Falar em desaparecimentos não é nenhum eufemismo: tal como avião que cruza o triângulo das Bermudas, nem mais um pio se ouviu de Onyeabor: o jornalista nigeriano Uchenna Ikonne que o diga, ele que, como muitos outros, gastou anos de vida e de profissão na pista do músico, sem grande sucesso. Confessou a sua confusão ao The Guardian em 2013: “simplesmente, não fazia sentido. Como é que alguém fez todas estas coisas e não existe qualquer informação disponível?”
Começaram a surgir os inevitáveis boatos. Uma vida entregue a Deus como um novo-cristão que lhe fez nunca mais querer proferir uma palavra sobre o seu passado pecaminoso de artista foi um deles. A aquisição de uma equipa de futebol local foi outro. Já no nosso século, Eric Welles-Nyström, fundador da editora de world music Luaka Bop, tentou a sua sorte e teve resultados revolucionários: conseguiu, de facto, encontrar Onyeabor, já na casa dos sessenta, na sua cidade natal, Enugu, onde ganhara a alcunha de “O Chefe”. Recorda-o como um homem de negócios em boa forma, abastado, que vivia numa exuberante mansão branca de três assoalhadas, profundamente religioso. Mas, mesmo em carne e osso, eternamente misterioso e completamente entregue a uma nova personagem que pretendia deixar o homem das canções no passado.
Em 2013, Welles-Nyström teve uma ideia louca: compilar os melhores trabalhos de Onyeabor, muitas vezes impossíveis de encontrar ou absurdamente dispendiosos, num único disco. Who Is William Onyeabor foi lançado nesse mesmo ano. Em 2014, o documentário “Fantastic Man” passou 31 minutos a tentar caçar Onyeabor para uma entrevista, falhando desastrosamente. Foi também um ano que juntou David Byrne, Damon Albarn, Dev Hynes (ou Blood Orange), Alexis Taylor (dos Hot Chip) e muitos outros enquanto substitutos de excelência para um homem que se recusava a cantar as suas músicas ao vivo.

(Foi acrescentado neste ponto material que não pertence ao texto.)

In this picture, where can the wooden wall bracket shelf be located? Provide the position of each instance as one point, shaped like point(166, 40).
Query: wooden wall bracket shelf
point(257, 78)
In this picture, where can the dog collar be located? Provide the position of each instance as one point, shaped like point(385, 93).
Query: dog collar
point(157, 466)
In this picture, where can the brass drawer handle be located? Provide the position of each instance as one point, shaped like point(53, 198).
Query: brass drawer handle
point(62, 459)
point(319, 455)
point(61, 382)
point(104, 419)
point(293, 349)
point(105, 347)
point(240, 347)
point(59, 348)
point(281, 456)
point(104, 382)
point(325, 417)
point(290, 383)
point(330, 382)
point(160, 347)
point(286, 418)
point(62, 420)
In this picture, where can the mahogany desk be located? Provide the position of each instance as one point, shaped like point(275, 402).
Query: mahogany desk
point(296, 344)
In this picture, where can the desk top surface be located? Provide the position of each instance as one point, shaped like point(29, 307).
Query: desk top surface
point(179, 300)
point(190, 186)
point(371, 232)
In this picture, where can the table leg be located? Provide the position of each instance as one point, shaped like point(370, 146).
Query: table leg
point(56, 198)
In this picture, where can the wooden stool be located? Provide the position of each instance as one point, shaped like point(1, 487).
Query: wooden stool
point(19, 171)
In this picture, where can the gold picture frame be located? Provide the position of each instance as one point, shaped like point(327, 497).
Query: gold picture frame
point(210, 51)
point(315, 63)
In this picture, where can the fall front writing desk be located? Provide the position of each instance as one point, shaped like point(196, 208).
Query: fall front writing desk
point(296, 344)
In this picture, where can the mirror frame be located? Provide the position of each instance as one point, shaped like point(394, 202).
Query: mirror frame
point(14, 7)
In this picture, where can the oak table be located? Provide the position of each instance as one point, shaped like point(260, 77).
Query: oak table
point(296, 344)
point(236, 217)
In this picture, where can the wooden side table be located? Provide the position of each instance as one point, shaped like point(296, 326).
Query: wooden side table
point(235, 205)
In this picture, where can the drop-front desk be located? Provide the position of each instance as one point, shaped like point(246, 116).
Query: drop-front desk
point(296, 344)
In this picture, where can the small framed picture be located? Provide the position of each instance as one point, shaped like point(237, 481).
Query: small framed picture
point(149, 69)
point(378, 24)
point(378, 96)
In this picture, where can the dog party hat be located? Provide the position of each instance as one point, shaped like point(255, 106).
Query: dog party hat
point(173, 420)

Onyeabor havia atingido o estatuto de Deus sem ter mexido uma única palha. Provavelmente assistiu a tudo da sua mansão branca de três assoalhadas com o mesmo sorriso maroto que repousa entre as bochechas gordas nos retratos que nos restaram para o conhecer. Deve ser bom.
William Onyeabor morreu durante o sono a 16 de janeiro de 2017. Tinha 70 anos e deixa quatro filhos. Deixa também um legado imensurável na história da música nigeriana e não só, graças à sua loucura desenfreada por detrás do explosivo sintetizador, assim como a admiração declarada de um vasto leque de músicos todos eles imensamente influentes, sendo talvez o que mais destaque pede – e também o seu fã mais acérrimo – David Byrne. Quando Welles- Nyström imaginou uma compilação do seu trabalho deu-lhe originalmente o título de This Is William Onyeabor: rapidamente, e astutamente também, alterou-o de uma afirmação para uma interrogação – Who Is William Onyeabor. Ainda não sabemos e provavelmente o futuro desenrolar-se-à sem grandes pistas. E, lá em cima, Onyeabor continua a sorrir como riem os vilões pelos quais secretamente torcemos quando o plano corre tal e qual como planeado.